First, the model accuracy of the train data was analyzed as 89.29%, and the confusion matrix is shown in Table 3.

Next, the model accuracy of the test data was analyzed as 78.57%, and Table 4 is confusion matrix.

#### 2) LDA

Table 5 and 6 show the confusion matrices of train and test data for LDA. The accuracy of the train data is 87.50% and the accuracy of the test data is 75.00%.

#### 3) QDA

Table 7 and 8 present the confusion matrices of training and testing data for LDA. The accuracy of the train data is 91.07% and the accuracy of the test data is 82.14%.

In this study, the logistic regression, LDA, and QDA were applied as classification models to predict the insolvency of Korean shipping industry. As shown in Table 9, the QDA showed the highest accuracy at 82.14%, followed by the logistic regression at 78.57% and the LDA at 75.00%.

The five models for predicting insolvency of shipping companies, the logit model showed the highest accuracy with a value of 78.35%(Kwon and Park, 2022). The logistic regression analysis results of this study showed almost similar accuracy to Kwon and Park(2022). Park et al.(2021) showed prediction accuracy of 73.71% in the logit models that include financial variables, but 75.6% and 81.98% in the models that considers both financial and market variables.

## 5. Conclusion

In this study, a prediction model for Korean shipping insolvency was developed using financial ratio variables frequently used in previous studies. First, the LASSO method was used to reduce the main variables out of 24 independent variables to 9. Next, the logistic regression model, LDA, and QDA were fitted by setting insolvent companies as 1 and normal companies as 0. As a result, the accuracy of the prediction model was found to be QDA (82.14%), logistic regression(78.57%), and LDA (75.00%).

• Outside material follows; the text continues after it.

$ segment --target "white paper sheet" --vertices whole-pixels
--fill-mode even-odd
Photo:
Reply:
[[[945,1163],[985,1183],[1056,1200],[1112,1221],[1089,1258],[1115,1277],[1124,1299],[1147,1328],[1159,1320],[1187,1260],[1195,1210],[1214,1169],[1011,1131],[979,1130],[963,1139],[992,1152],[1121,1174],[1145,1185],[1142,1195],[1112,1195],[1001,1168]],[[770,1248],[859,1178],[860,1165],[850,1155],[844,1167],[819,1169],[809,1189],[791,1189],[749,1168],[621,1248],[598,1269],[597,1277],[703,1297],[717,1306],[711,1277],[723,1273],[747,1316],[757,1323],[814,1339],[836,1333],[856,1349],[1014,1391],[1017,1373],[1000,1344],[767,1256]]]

QDA is a model that excludes the assumption of a common covariance structure from LDA. In other words, it is discriminant analysis used when the covariance structures are different. As a result of this study, the better performance of QDA compared to LDA can be interpreted as having a different covariance structure.

From the perspective of risk management, the prediction accuracy of the shipping company insolvency prediction model is important, but it is also important to infer and interpret which variables have a significant impact on company insolvency. Therefore, the interpretation of variables in the logistic regression model is also important. As a result of the analysis, Current ratio, Interest expense to sales, Total asset turnover, and Operating profit to sales were analyzed as major variables that affect corporate insolvency. If shipping companies or stakeholders manage major variables that affect shipping company insolvency, it will help manage risks not only for shipping companies but also for the shipping industry. In other words, this study on the predicting insolvency of shipping companies is expected to be useful as a risk management tool for various stakeholders.

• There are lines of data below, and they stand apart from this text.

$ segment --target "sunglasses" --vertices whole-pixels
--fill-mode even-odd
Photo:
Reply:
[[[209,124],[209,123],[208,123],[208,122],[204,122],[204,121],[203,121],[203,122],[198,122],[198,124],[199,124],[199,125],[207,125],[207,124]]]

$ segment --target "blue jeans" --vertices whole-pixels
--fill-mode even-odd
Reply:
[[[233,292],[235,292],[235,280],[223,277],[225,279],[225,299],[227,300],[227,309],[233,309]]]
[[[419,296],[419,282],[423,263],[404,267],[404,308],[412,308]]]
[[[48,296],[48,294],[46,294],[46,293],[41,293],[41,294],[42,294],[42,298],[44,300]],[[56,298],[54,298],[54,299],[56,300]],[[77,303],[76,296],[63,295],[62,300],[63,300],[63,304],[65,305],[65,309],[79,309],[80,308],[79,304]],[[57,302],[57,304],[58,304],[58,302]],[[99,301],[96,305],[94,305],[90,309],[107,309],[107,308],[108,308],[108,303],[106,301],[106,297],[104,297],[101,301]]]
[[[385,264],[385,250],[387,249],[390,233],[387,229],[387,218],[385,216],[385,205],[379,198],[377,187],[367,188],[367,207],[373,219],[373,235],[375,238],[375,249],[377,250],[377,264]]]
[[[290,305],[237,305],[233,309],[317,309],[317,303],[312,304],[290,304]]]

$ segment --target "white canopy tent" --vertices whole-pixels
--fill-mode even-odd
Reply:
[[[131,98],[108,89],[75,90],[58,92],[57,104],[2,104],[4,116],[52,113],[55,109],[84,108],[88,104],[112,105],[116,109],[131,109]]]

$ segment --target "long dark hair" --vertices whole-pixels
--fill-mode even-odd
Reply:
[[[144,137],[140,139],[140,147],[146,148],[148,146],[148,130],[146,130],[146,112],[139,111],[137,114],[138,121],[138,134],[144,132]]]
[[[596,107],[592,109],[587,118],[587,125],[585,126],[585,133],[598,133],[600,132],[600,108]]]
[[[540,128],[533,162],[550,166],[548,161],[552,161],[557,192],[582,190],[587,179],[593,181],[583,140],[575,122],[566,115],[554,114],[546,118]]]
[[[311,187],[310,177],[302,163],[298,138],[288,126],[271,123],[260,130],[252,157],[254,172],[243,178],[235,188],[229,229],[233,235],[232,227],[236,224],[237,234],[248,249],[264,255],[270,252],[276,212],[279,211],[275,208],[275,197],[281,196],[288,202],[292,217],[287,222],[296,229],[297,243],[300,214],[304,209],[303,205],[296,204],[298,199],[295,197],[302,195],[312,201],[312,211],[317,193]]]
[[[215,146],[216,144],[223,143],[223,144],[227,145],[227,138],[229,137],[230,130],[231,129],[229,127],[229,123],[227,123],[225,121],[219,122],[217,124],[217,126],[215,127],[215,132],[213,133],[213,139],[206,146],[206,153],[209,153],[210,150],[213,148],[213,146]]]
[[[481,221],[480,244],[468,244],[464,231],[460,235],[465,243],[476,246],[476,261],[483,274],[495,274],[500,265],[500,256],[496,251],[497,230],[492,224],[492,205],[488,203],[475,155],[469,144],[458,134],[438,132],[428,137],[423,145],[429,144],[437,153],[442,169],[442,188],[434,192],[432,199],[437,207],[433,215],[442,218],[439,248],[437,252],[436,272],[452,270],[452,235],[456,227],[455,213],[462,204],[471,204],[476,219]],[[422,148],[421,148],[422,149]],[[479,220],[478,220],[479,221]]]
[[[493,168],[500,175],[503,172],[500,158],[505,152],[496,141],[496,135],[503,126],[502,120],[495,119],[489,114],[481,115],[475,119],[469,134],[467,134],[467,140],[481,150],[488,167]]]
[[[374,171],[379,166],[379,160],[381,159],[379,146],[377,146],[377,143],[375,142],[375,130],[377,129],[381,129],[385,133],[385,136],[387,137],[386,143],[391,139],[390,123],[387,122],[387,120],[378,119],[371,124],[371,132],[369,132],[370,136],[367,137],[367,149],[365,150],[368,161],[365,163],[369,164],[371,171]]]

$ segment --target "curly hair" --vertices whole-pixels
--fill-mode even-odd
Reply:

Nevertheless, this study has several limitations. As models with improved prediction and inference are developed, the need to build models using various methods is emerging. Additionally, in future research, it is necessary to discover more variables such as macroeconomic variables and market variables and include them in the model. In the case of this study, since the sample was selected by selecting bankrupt companies and then matching them with normal companies, market variables were not entered because the number of normal companies and bankrupt companies was the same during the same period. Also, since market variables were not obtained from DART, it was difficult to reflect them in this study. This is an area that needs improvement in the future.

## Notes

^{1}

This part was written with reference to James et al.(2021).